Ich denke auch, dass die Familienpolitik und die Gesundheitspolitik eng zusammenarbeiten sollte. Würde die sogenannten Hausfrauen (können natürlich auch Hausmänner sein) mehr Wertschätzung erfahren und sogar finanziell für ihre Arbeit entlohnt werden, so würden mehr Elternteil zu Haus bei ihren Kindern bleiben. Damit ist eine gesündere Ernährung automatisch gegeben, die Eltern haben mehr Zeit und Ruhe für ihre Kinder. Diese würden in vielen Fällen weniger Nachhilfeunterricht benötigen, weniger Gewaltpotential entwickeln, weniger krank sein u.v.m.

Ein großes Anliegen ist mir auch, dass die sogenannte Schulmedizin und die Alternativmedizin zusammenarbeiten. Wir brauchen oft die Schulmedizin für die Diagnostik und als Notfallmedizin. Die Chirurgie ist ein ganz wichtiger Teil der Medizin. Bei der Behandlung von allen anderen Krankheiten sollte die Naturheilkunde zum Tragen kommen. Es fängt bei der Prävention an und endet in der Ursachenbehandlung und nicht Symptombehandlung.
Ein Teil der Prävention ist immer die Stärkung des Immunsystem (Licht, Luft, Bewegung, gesunde Ernährung, glückliche Momente mit Freunden und Familie,….). Österreich ist ein Land in dem überimpft wird. Oft gibt es z.B. bei der FSME Impfung noch mehr als genug Antikörper, trotzdem wird geimpft. Auch da wird das Immunsystem geschwächt.

Es sollte das Ziel der Gesundheitspolitik sein, dass Menschen gesund sind und bleiben. Allein die Nebenwirkungen der Medikamente, der übertriebenenVorsorgeunter-suchungen durch Röntgenstrahlen etc. tragen zu zahlreichen Erkrankungen bei. Die Informationen der Naturheilkunde, von Vitaminen, Mineralstoffen, Spurenelementen, Pflanzenstoffen sind dem Körper vertraut und haben so eine hohe Bioverfügbarkeit. Jedes chemisch hergestellte Medikament ist für den Köper ein Fremdstoff und verlangt ihm viel Energie ab, um die Information überhaupt verarbeiten zu können.

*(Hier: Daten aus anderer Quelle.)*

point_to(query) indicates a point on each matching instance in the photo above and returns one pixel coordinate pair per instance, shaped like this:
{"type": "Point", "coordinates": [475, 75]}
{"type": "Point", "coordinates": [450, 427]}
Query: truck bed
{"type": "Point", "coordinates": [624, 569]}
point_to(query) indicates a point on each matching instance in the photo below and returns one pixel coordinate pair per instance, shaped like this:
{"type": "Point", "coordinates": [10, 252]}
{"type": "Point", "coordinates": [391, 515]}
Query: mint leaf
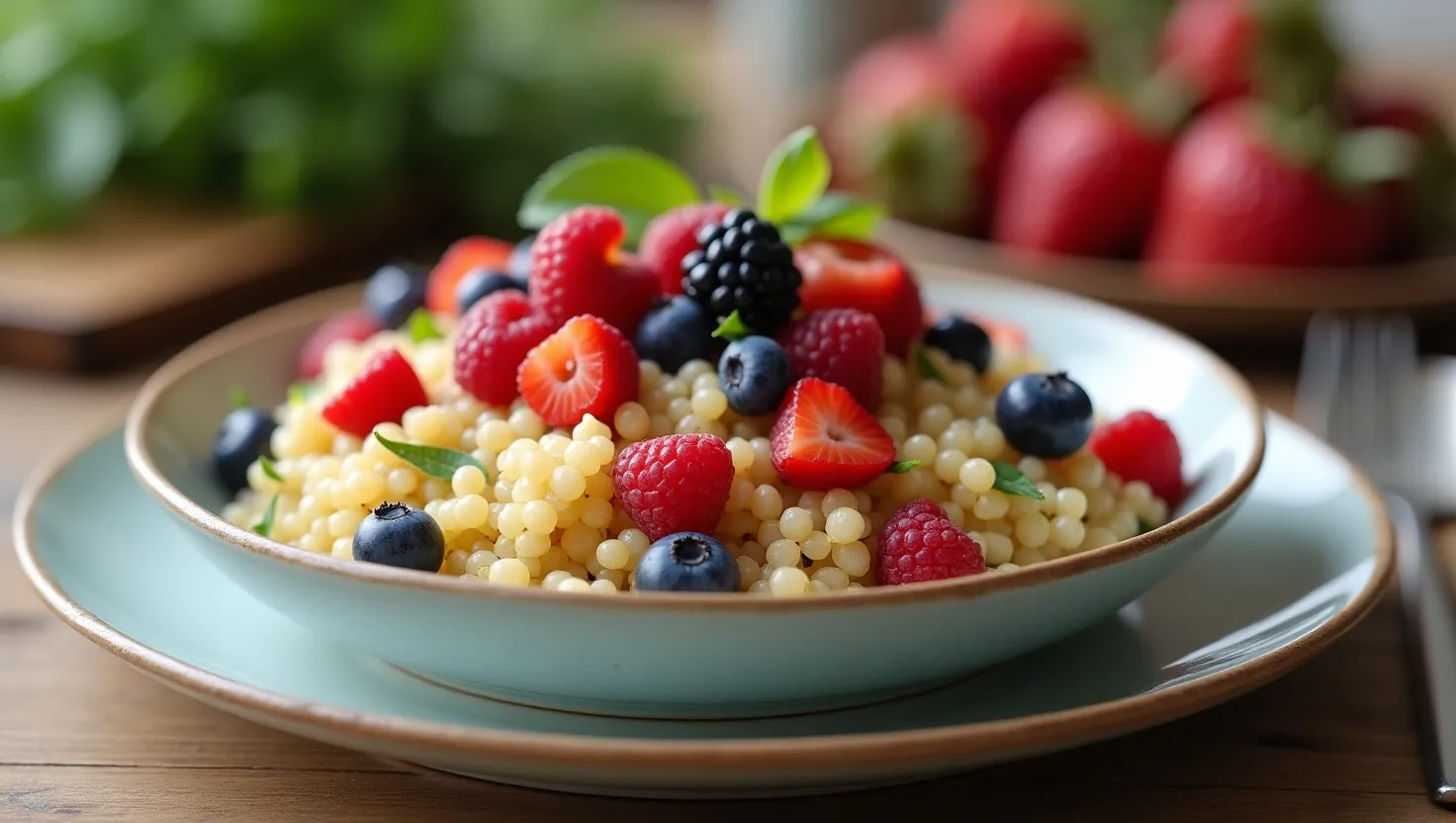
{"type": "Point", "coordinates": [836, 215]}
{"type": "Point", "coordinates": [725, 196]}
{"type": "Point", "coordinates": [733, 328]}
{"type": "Point", "coordinates": [422, 326]}
{"type": "Point", "coordinates": [638, 184]}
{"type": "Point", "coordinates": [926, 366]}
{"type": "Point", "coordinates": [265, 524]}
{"type": "Point", "coordinates": [795, 175]}
{"type": "Point", "coordinates": [431, 459]}
{"type": "Point", "coordinates": [1011, 481]}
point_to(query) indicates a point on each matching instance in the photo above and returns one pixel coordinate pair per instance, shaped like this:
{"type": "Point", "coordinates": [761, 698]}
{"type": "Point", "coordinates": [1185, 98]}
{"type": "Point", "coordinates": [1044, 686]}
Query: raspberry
{"type": "Point", "coordinates": [921, 544]}
{"type": "Point", "coordinates": [839, 345]}
{"type": "Point", "coordinates": [673, 236]}
{"type": "Point", "coordinates": [579, 268]}
{"type": "Point", "coordinates": [675, 484]}
{"type": "Point", "coordinates": [1141, 447]}
{"type": "Point", "coordinates": [491, 342]}
{"type": "Point", "coordinates": [382, 392]}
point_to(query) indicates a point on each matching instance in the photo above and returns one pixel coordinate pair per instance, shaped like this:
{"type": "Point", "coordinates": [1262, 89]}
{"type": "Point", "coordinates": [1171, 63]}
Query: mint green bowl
{"type": "Point", "coordinates": [712, 654]}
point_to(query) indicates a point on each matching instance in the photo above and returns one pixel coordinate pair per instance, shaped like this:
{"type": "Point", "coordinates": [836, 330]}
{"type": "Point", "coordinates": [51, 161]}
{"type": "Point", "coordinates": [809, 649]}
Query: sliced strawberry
{"type": "Point", "coordinates": [462, 258]}
{"type": "Point", "coordinates": [823, 438]}
{"type": "Point", "coordinates": [848, 274]}
{"type": "Point", "coordinates": [382, 392]}
{"type": "Point", "coordinates": [586, 367]}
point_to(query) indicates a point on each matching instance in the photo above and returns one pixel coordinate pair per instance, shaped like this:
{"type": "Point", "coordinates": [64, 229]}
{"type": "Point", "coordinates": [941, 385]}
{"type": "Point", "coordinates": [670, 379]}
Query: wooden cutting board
{"type": "Point", "coordinates": [138, 276]}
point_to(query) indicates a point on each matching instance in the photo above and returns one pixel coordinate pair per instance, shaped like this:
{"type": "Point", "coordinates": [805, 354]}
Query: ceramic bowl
{"type": "Point", "coordinates": [714, 654]}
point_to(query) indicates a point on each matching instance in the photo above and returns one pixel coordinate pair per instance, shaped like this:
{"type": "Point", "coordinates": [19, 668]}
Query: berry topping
{"type": "Point", "coordinates": [675, 332]}
{"type": "Point", "coordinates": [382, 392]}
{"type": "Point", "coordinates": [350, 325]}
{"type": "Point", "coordinates": [673, 236]}
{"type": "Point", "coordinates": [841, 345]}
{"type": "Point", "coordinates": [240, 438]}
{"type": "Point", "coordinates": [1141, 447]}
{"type": "Point", "coordinates": [756, 375]}
{"type": "Point", "coordinates": [743, 265]}
{"type": "Point", "coordinates": [824, 438]}
{"type": "Point", "coordinates": [579, 268]}
{"type": "Point", "coordinates": [848, 274]}
{"type": "Point", "coordinates": [493, 339]}
{"type": "Point", "coordinates": [961, 339]}
{"type": "Point", "coordinates": [672, 484]}
{"type": "Point", "coordinates": [586, 367]}
{"type": "Point", "coordinates": [400, 536]}
{"type": "Point", "coordinates": [394, 293]}
{"type": "Point", "coordinates": [462, 258]}
{"type": "Point", "coordinates": [481, 284]}
{"type": "Point", "coordinates": [921, 544]}
{"type": "Point", "coordinates": [1046, 415]}
{"type": "Point", "coordinates": [687, 563]}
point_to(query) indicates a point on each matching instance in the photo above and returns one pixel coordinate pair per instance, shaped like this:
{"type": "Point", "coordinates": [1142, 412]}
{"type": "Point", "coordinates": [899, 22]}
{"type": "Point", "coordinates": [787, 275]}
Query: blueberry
{"type": "Point", "coordinates": [687, 561]}
{"type": "Point", "coordinates": [394, 293]}
{"type": "Point", "coordinates": [961, 339]}
{"type": "Point", "coordinates": [482, 283]}
{"type": "Point", "coordinates": [675, 332]}
{"type": "Point", "coordinates": [240, 438]}
{"type": "Point", "coordinates": [1045, 415]}
{"type": "Point", "coordinates": [401, 536]}
{"type": "Point", "coordinates": [755, 375]}
{"type": "Point", "coordinates": [520, 265]}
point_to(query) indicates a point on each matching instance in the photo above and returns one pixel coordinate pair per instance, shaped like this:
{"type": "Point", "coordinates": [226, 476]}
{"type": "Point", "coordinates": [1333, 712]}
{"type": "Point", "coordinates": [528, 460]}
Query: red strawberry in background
{"type": "Point", "coordinates": [579, 268]}
{"type": "Point", "coordinates": [1418, 210]}
{"type": "Point", "coordinates": [848, 274]}
{"type": "Point", "coordinates": [1003, 54]}
{"type": "Point", "coordinates": [900, 136]}
{"type": "Point", "coordinates": [1082, 175]}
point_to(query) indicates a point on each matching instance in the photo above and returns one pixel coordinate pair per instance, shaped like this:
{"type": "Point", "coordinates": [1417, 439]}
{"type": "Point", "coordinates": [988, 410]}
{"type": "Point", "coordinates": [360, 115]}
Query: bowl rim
{"type": "Point", "coordinates": [312, 309]}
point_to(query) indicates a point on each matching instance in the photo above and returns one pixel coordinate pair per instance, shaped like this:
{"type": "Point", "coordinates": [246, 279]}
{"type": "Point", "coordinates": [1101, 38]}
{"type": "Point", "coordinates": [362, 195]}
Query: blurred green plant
{"type": "Point", "coordinates": [322, 105]}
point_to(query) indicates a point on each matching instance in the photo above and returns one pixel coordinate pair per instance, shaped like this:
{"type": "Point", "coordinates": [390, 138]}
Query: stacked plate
{"type": "Point", "coordinates": [1280, 548]}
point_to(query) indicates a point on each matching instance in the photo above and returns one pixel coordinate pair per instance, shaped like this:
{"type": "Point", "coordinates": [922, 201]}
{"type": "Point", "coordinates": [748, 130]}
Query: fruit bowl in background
{"type": "Point", "coordinates": [669, 654]}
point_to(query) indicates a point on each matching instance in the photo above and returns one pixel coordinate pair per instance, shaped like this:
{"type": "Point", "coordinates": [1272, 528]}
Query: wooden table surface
{"type": "Point", "coordinates": [83, 736]}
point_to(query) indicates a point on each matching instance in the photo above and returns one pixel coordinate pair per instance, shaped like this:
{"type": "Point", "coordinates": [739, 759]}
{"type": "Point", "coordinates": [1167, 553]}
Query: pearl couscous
{"type": "Point", "coordinates": [543, 511]}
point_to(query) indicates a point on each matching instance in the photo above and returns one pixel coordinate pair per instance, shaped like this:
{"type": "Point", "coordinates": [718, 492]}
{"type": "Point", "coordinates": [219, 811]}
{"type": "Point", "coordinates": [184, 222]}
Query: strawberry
{"type": "Point", "coordinates": [900, 136]}
{"type": "Point", "coordinates": [823, 438]}
{"type": "Point", "coordinates": [670, 236]}
{"type": "Point", "coordinates": [579, 268]}
{"type": "Point", "coordinates": [586, 367]}
{"type": "Point", "coordinates": [1232, 199]}
{"type": "Point", "coordinates": [1003, 54]}
{"type": "Point", "coordinates": [350, 325]}
{"type": "Point", "coordinates": [841, 345]}
{"type": "Point", "coordinates": [382, 392]}
{"type": "Point", "coordinates": [848, 274]}
{"type": "Point", "coordinates": [1082, 176]}
{"type": "Point", "coordinates": [462, 258]}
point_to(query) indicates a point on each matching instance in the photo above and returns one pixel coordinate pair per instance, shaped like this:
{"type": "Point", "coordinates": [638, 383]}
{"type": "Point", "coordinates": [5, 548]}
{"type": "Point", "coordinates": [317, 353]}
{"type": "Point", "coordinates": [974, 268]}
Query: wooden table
{"type": "Point", "coordinates": [83, 736]}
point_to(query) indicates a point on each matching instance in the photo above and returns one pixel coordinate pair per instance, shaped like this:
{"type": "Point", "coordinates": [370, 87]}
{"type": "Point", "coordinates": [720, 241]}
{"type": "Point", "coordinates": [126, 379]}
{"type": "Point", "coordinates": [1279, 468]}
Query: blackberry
{"type": "Point", "coordinates": [741, 264]}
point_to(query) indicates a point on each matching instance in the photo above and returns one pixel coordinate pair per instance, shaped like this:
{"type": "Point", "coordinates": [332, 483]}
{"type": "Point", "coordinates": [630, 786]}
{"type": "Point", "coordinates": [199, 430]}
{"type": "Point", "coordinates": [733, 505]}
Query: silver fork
{"type": "Point", "coordinates": [1359, 388]}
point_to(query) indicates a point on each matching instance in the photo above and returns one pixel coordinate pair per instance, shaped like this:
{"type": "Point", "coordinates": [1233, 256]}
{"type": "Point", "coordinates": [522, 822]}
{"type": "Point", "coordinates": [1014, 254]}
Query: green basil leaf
{"type": "Point", "coordinates": [926, 366]}
{"type": "Point", "coordinates": [265, 524]}
{"type": "Point", "coordinates": [638, 184]}
{"type": "Point", "coordinates": [1011, 481]}
{"type": "Point", "coordinates": [422, 326]}
{"type": "Point", "coordinates": [795, 175]}
{"type": "Point", "coordinates": [431, 459]}
{"type": "Point", "coordinates": [733, 328]}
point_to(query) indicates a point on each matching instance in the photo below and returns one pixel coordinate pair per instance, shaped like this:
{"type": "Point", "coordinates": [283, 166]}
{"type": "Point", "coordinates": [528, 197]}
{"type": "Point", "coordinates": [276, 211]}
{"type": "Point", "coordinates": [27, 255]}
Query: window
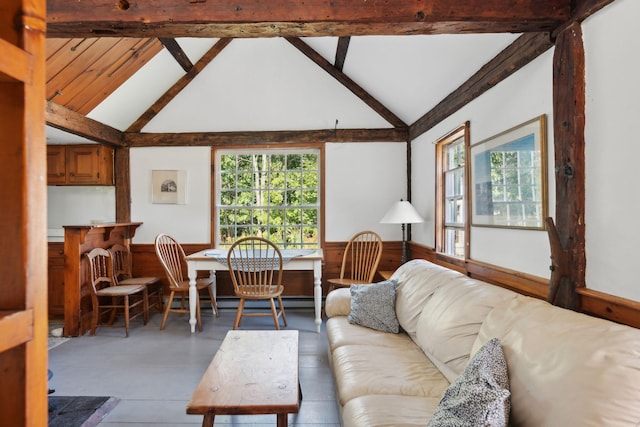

Krankenhäuser sollten zu Gesundenhäuser umgewandelt werden. Wenn die Menschen, die im Gesundheitswesen arbeiten eine angemessene Entlohnung erhalten und auch humanere Arbeitszeiten haben, so können sie für ihre Patienten auch besser da sein mehr Zeit für sie aufbringen, ihnen vielleicht auch einmal z.B. die Füße massieren oder einfach ein paar Minuten mit ihnen plaudern. Diese Zuwendung ist gut für jeden Menschen und trägt sicher zur schnelleren Genesung bei.
Ich bin davon überzeugt, dass viel weniger Menschen an Krebs sterben und zahlreiche Krankheit gar nicht in der Heftigkeit ausbrechen würden, wenn die Schulmedizin und die Pharmaindustrie nicht so viel Angst verbreiten würden. Sie beherrschen das Spiel mit der Angst perfekt.
Es wäre schön, wenn in der Ausbildung der Ärzte die Komplementärmedizin mehr Raum
bekommt und damit eine größere Vielfalt an Heilungsmethoden Einzug nehmen kann.

Alte Menschen leiden oft unter soziale Vereinsamung. Durch die Umsetzung von Generationen Wohnungen können die älteren Menschen den jungen Familien unter die Arme greifen, bei der Kinderbetreuung helfen, ab und zu kochen, mit den Kindern lernen etc.. und trotzdem die Möglichkeit haben sich in ihre eigenen vier Wände zurück zu ziehen. Das würde die jungen Eltern entlasten, den Kindern ein gutes Zuhause sichern und den Alten eine Aufgabe und Lebensinhalte geben.

Es ist ein Traum von mir, wenn jeder Mensch für sich entscheiden kann welchen Weg der Gesundung er einschlagen möchte. Es ist ein Traum von mir, wenn jede Form der Therapie von offizieller Stelle unterstützt wird und auch da keine Zweiklassengesellschaft vorherrscht.